Antoine-François Prévost (1697-1763) was a French novelist and clergyman whose works explored passion and desire with a frankness that shocked his contemporaries. L’Histoire du chevalier des Grieux et de Manon Lescaut, published in 1731, became an instant scandal—and a masterpiece—precisely because Prévost refused to condemn his characters or judge their choices. He wrote not as a moralist but as a psychologist of passion, and that refusal to judge is what gives the novel its extraordinary power. His prose is elegant and direct, emotionally honest in a way that feels completely modern.

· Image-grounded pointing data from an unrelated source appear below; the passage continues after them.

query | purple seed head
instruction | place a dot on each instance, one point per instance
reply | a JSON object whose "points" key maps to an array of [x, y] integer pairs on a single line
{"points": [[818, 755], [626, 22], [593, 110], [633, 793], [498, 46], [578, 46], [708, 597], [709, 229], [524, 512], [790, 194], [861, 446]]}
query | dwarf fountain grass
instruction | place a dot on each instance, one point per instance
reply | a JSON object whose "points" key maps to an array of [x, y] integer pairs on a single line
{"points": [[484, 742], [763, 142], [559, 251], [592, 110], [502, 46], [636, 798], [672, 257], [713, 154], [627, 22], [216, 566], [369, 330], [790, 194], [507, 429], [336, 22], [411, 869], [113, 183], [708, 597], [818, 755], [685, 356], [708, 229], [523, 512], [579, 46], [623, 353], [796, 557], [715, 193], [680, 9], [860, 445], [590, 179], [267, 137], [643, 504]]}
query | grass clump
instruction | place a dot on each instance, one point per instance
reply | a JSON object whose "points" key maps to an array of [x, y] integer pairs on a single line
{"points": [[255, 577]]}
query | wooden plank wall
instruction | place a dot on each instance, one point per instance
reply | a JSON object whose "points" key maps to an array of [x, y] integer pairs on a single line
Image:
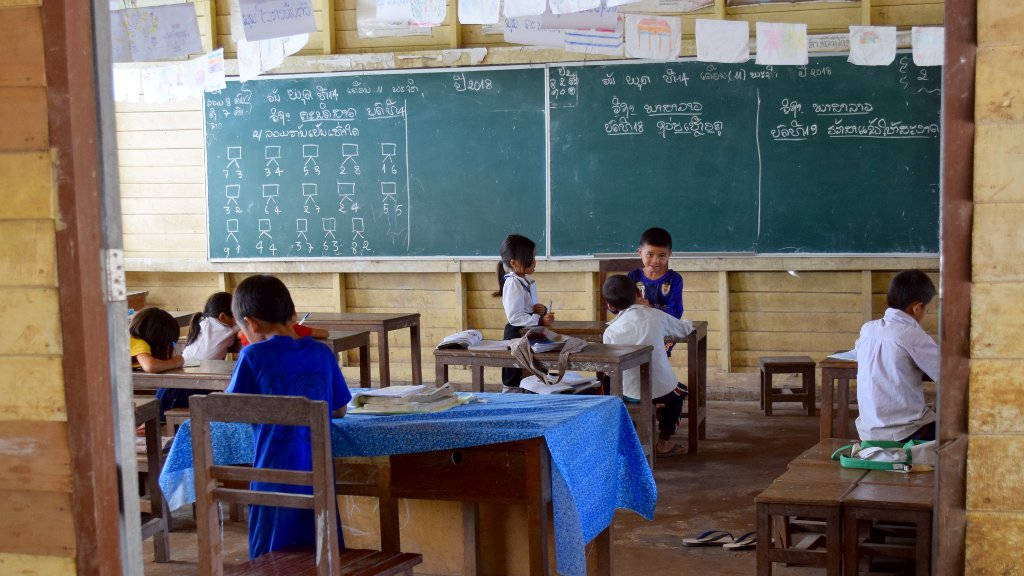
{"points": [[37, 534], [994, 501]]}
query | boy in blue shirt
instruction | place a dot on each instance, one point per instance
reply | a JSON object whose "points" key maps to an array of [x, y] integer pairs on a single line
{"points": [[662, 287], [278, 363]]}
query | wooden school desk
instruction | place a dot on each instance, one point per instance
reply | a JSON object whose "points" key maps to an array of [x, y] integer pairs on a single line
{"points": [[147, 415], [696, 369], [610, 360], [381, 324]]}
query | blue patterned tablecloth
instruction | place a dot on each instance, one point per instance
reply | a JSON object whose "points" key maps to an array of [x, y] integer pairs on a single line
{"points": [[597, 462]]}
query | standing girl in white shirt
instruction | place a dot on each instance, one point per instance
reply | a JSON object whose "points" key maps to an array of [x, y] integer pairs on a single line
{"points": [[518, 295], [213, 332]]}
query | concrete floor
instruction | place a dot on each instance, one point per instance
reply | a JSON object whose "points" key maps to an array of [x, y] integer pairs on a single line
{"points": [[713, 489]]}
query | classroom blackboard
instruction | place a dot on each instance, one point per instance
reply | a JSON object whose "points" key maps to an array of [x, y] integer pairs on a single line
{"points": [[376, 164], [827, 158]]}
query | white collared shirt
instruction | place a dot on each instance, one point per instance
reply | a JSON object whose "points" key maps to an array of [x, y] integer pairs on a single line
{"points": [[640, 325], [892, 354], [518, 297]]}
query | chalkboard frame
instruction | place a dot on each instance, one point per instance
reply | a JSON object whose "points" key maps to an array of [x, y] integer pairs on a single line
{"points": [[547, 252]]}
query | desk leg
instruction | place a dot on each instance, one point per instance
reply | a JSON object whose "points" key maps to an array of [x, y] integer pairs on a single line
{"points": [[477, 372], [702, 374], [414, 333], [599, 553], [384, 358], [843, 426], [158, 506], [470, 527], [440, 372], [826, 404], [645, 425], [365, 365]]}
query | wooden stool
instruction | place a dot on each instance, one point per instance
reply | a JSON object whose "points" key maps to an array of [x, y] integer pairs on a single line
{"points": [[787, 365], [783, 500], [869, 503]]}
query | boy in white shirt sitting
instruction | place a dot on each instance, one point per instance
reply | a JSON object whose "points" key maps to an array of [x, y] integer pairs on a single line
{"points": [[892, 354], [637, 323]]}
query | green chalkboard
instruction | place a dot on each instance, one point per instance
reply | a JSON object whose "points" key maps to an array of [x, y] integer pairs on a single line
{"points": [[420, 164], [825, 158]]}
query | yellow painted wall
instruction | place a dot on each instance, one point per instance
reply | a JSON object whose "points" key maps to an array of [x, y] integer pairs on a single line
{"points": [[994, 499], [37, 532]]}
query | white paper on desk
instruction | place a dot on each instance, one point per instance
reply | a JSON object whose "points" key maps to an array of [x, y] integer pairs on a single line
{"points": [[262, 19], [127, 84], [479, 11], [594, 18], [569, 6], [526, 30], [656, 38], [604, 42], [872, 45], [723, 41], [928, 44], [427, 12], [781, 44], [155, 33], [516, 8]]}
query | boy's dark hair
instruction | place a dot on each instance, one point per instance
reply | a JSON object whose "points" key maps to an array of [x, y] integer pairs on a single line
{"points": [[158, 328], [620, 292], [263, 297], [515, 247], [909, 286], [656, 237], [217, 303]]}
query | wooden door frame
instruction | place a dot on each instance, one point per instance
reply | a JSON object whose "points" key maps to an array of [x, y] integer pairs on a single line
{"points": [[80, 126], [949, 522]]}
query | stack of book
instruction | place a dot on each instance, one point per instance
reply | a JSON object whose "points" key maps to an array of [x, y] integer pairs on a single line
{"points": [[406, 400]]}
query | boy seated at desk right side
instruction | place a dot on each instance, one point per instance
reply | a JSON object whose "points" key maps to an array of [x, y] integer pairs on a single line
{"points": [[638, 324], [892, 354], [279, 363]]}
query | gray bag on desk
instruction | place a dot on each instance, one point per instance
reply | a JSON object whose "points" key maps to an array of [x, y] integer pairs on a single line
{"points": [[523, 354]]}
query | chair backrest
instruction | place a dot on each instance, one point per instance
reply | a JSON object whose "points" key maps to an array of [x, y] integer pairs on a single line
{"points": [[259, 409]]}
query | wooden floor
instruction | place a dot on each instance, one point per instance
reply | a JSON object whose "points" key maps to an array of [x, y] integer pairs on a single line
{"points": [[713, 489]]}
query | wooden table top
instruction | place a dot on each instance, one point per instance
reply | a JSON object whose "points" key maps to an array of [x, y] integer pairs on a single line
{"points": [[380, 321]]}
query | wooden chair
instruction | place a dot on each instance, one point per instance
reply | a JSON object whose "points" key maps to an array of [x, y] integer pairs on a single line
{"points": [[296, 411]]}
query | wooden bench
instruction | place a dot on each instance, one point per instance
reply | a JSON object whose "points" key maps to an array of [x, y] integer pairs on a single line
{"points": [[802, 365], [868, 504], [327, 560]]}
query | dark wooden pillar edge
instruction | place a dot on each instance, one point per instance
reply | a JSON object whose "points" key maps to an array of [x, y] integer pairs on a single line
{"points": [[71, 80], [957, 211]]}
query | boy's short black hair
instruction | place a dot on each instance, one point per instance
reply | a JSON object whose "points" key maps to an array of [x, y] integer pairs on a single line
{"points": [[656, 237], [263, 297], [909, 286], [620, 292]]}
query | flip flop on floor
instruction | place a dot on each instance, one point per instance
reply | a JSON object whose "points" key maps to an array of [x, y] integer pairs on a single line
{"points": [[676, 450], [744, 542], [710, 538]]}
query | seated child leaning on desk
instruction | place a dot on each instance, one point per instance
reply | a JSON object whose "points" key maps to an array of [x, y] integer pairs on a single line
{"points": [[892, 354], [278, 363], [639, 324]]}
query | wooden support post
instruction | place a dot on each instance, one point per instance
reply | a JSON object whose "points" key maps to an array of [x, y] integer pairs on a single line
{"points": [[327, 6], [725, 330], [865, 295], [461, 312]]}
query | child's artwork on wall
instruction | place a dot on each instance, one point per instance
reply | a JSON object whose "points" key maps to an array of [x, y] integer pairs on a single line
{"points": [[781, 44], [656, 38]]}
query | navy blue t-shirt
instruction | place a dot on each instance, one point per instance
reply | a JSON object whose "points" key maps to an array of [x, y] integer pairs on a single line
{"points": [[664, 293], [286, 366]]}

The novel is narrated by the Chevalier Des Grieux, a young nobleman who recounts his all-consuming love affair with Manon. She is not a victim and not a villain—she is capricious, loving, selfish, generous, cruel, and genuine all at once. She cannot be saved or reformed or truly understood. The novel follows their doomed trajectory across France and even to Louisiana as Des Grieux attempts again and again to rescue her from herself, losing everything in the process. What makes the novel so powerful is that we don’t stand outside judging Des Grieux's choices; we are mere witness of their passion and we somehow understand why he cannot leave her.
This reading offers a refreshing 18th century breeze, but beyond the book itself, Manon has become a magnificent character and a model. The novel has inspired operas, ballets, and films because its exploration of love—its beauty, its madness, its destructiveness, its inevitability—remains timeless. But the novel itself is where the real power lives: it's a book about how love can destroy us and why we choose to be destroyed anyway.